I participated in a buck-I-SERV trip to Willow River, Minnesota for my STEP Signature Project. Seven other girls and I drove to Camp One Heartland and helped them get ready for this summer’s camp season. While there we helped cut firewood, organize rooms, check cabins and create crafts. Camp One Heartland is a non-profit organization and their mission is to improve the lives of children, youth and families facing significant health challenges or social isolation.
My visit to Camp One Heartland gave me a new appreciation for things that I take for granted. Camp One Heartland hosts camp for four specific youth populations: youth living with or affected by HIV/AIDS, youth experiencing housing instability, youth working to achieve a healthy lifestyle, and youth identifying as LGBTQ+. While at Camp One Heartland, I was shown through stories, journals, and staff experiences the impact a week at camp has on kids’ lives. For once, they are surrounded by people who appreciate them for who they are, and they can just be a kid. I left Camp One Heartland with a better education and understanding of each population they serve.
Each night after we were finished with our service for the day, our group was given a movie that highlighted each of the populations Camp One Heartland serves. The first night, we watched Short Term 12. This movie correlated with Camp Northstar. In the movie we saw teens who were facing housing instability. The teens were at a state ran facility and as the movie progressed you saw the kids get closer and closer to the staff. It showed how simple gestures, like listening, can impact a teens life. The movie showed that even though the teens had very little, but they had each other at the facility. Camp Northstar is that community for teens facing similar issues as the ones in Short Term 12. I learned that most kids who participate in Camp Northstar have never been outside the city and a lot of them come to camp with very little. However, the staff does not let anything thing stand in the way between the kids and an amazing time at camp.
Another night, we watched The Normal Heart. This is a movie that tells the story of the HIV/AIDS crisis from the 1980s to the present. This movie corresponded to the population who participates in Camp Heartland. This movie was especially interesting to me and the rest of the group as most of us are pursuing careers in the medical field and The Normal Heart depicted gruesome facts and experiences gay men specifically were facing during the time period. And it is crazy to think that significant research into the HIV/AIDS virus was not done until children started testing positive for it. Camp Heartland serves any youth living with or affected by HIV/AIDS. This camp is extremely cool to me because most kids in that situation are not allowed to go to a ‘normal’ camp due to their condition. Camp Heartland works to combat the negative stigma surrounding HIV positive kids. For once they do not have to worry about what others might think of them because they must take their medication every four hours.
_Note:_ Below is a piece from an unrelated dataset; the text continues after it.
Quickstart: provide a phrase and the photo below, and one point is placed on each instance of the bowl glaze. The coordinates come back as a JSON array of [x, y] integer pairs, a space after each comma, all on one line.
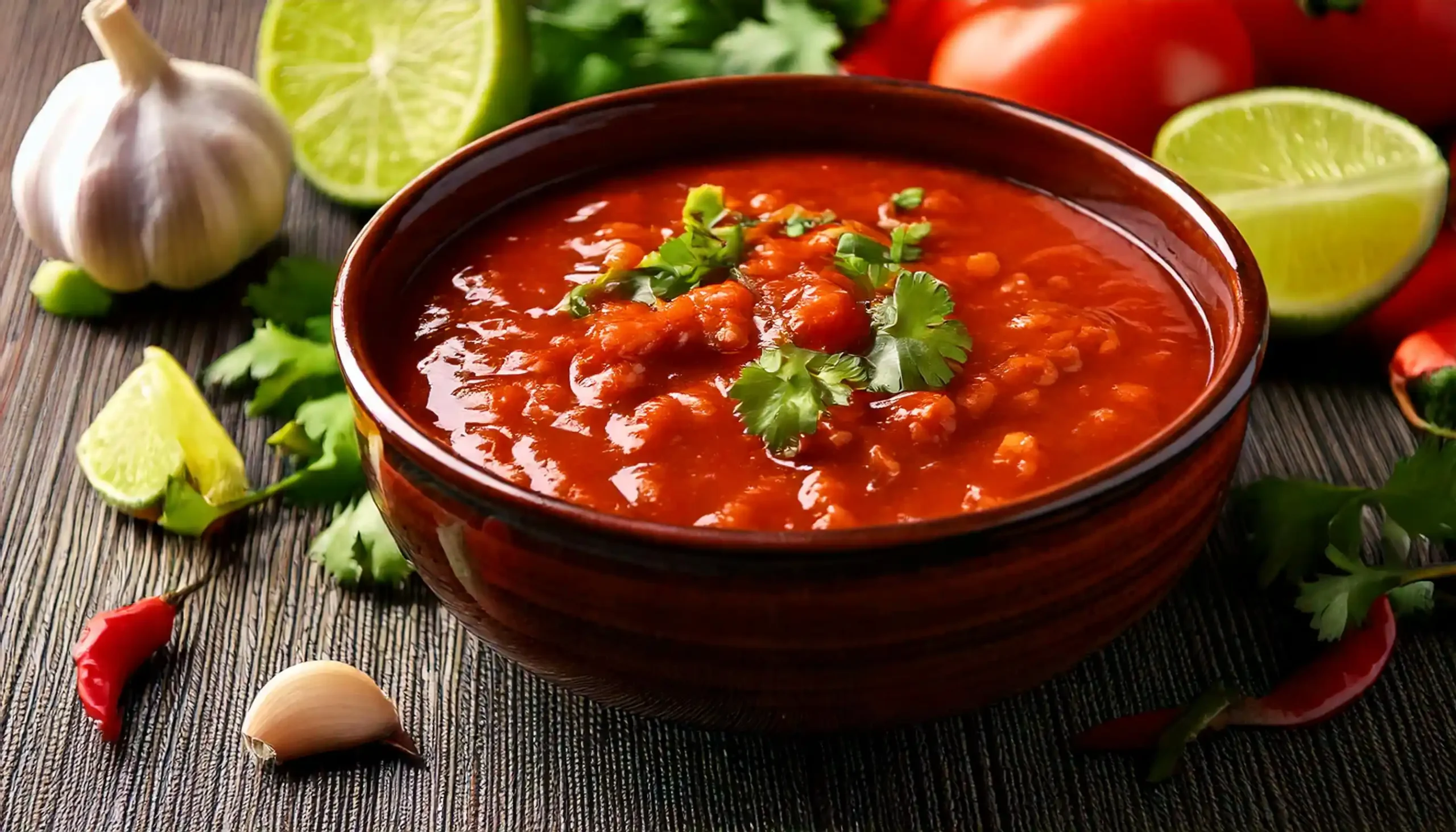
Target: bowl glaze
[[804, 630]]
The last movie we watched was Gender Revolution: A Journey with Katie Couric. This movie correlated with Camp True Colors. Camp True Colors serves the LGBTQ+ population. The movie gave us a better understanding of the terminology associated with the LGBTQ+ community and gave us an inside look at people’s journeys. For many teens Camp True Colors is one week where teens do not have to worry about being judged for who they are and can truly express themselves. The camp has become more and more popular; it started out as a 20 person camp and it now averages about 120 campers. At Camp One Heartland, you make name tags with your preferred pronouns. This ensures everyone is addressed how he or she wants to be addressed.
We also had a presentation on Camp 5210. This camp encourages kids to live healthier lives. 5210 stands for: eat five or more fruits or veggies a day, limit TV and computer time to two or less hours a day, get one or more hours of physical activity each day and cut back to zero sugary beverages. The staff bring in registered dietitians to help counsel the kids on healthier eating habits and lifestyle behaviors.
Participating in the service trip to Camp One Heartland reaffirmed my attitude towards community service: nothing is more rewarding than giving back to others. The trip gave me better understanding of different populations I might face when treating as an Occupational Therapist. The different educational moments we had, might help me better relate to my patients in the future. Through the movies I also became aware of the injustices the different populations face. As an occupational therapist, it is my duty to advocate for my patients and I will be better suited to do so because of the knowledge I gained through the trip.